There is one connection between what you do and how it’s received, and that’s this. (And it’s why you shouldn’t beat yourself up if you’re not commercially successful.) Ideas, or products, including creative products, resonate with the consumer to varying degrees, from “Hats off!” to “No, thanks.” The cell phone did really well. People said, “That’s a good thing.” And they bought a lot of them. The cell phone was a hit. Culottes – another offering – did less well.
So there’s the thing you did – the movie or TV show you wrote. The audience took to it, the audience gave it a pass. You connected, you didn’t. The response may have nothing to do with your talent. I once heard the iconic film director and writer, Billy Wilder, opine, “Sometimes, you aim at the wrong target.”

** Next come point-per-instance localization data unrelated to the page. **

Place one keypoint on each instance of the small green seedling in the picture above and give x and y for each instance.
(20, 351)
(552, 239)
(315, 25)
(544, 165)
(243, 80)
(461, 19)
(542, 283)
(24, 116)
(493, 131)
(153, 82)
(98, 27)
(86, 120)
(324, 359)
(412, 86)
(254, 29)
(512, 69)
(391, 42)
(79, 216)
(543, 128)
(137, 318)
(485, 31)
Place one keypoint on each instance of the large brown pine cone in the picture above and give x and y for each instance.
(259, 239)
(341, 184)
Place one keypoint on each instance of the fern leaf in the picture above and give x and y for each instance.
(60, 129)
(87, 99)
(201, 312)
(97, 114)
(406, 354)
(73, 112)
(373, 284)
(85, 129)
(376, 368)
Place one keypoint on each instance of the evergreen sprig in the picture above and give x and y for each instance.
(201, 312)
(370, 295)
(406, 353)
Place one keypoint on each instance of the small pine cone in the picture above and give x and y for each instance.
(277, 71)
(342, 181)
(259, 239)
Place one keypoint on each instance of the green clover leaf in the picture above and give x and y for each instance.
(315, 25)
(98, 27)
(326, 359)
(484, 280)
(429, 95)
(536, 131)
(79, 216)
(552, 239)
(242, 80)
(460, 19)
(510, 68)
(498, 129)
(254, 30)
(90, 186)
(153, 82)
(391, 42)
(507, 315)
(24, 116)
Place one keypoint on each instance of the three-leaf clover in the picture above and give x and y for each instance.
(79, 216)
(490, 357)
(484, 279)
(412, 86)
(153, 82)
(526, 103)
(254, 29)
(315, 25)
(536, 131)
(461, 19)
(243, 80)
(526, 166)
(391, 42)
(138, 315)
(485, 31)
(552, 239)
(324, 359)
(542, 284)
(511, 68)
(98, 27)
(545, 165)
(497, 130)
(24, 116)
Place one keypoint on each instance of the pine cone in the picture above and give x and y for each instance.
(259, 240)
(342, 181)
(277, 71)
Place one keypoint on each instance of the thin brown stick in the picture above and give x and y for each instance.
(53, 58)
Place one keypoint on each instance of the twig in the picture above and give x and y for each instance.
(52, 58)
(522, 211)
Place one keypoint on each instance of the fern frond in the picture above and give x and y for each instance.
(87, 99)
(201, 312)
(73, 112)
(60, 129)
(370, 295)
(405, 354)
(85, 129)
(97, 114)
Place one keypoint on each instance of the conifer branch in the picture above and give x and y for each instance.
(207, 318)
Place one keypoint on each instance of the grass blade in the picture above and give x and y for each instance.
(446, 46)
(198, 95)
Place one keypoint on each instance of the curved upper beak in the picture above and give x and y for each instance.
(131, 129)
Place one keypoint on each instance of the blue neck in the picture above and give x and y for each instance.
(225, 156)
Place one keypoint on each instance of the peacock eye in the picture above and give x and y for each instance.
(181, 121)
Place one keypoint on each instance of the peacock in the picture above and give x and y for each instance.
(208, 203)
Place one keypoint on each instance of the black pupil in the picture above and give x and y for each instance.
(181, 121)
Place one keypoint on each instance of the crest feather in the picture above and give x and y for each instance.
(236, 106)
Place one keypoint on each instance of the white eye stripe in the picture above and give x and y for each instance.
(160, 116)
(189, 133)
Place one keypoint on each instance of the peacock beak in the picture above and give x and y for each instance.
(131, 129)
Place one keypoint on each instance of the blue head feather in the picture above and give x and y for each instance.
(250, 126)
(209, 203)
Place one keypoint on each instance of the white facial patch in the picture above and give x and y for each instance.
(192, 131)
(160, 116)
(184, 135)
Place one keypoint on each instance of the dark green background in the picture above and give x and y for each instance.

It can happen. You do great work on something and nobody cares about it. Why did you do it? Because you cared about it. That’s the inspiration. That’s where it starts. I care about cowboys. Steven Spielberg cares about adventure serials from the Forties. Why does Indiana Jones do better? Because more people cared.
And that’s where it ends.
Commercial success requires two elements: a creator’s passion striking a universal chord. The right subject at the right time, hopefully skillfully executed. It’s mostly an accident. It just happens to turn out that, in contrast to the cluster of supporters for what you happen to love, what the creators of hits happen to love, millions of people love. It’s not anything you plan. They and their audience are a passionate and enthusiastic “one”. And that’s where the money is.
Sure, once in a while, cynical “F and Fers” will calculatingly aim low with a “slasher” movie or college sexcapades, but those genres eventually wear out their welcomes. Five or six enormously successful sequels, and they’re history.
For the rest of us, you do what you love, and you hope for the best. If twelve people go nuts, then you scored with your target audience. It just happened to be an unfortunately tiny target audience. If you’re Spielberg, your target audience is considerably larger.
And so, consequently, is your house.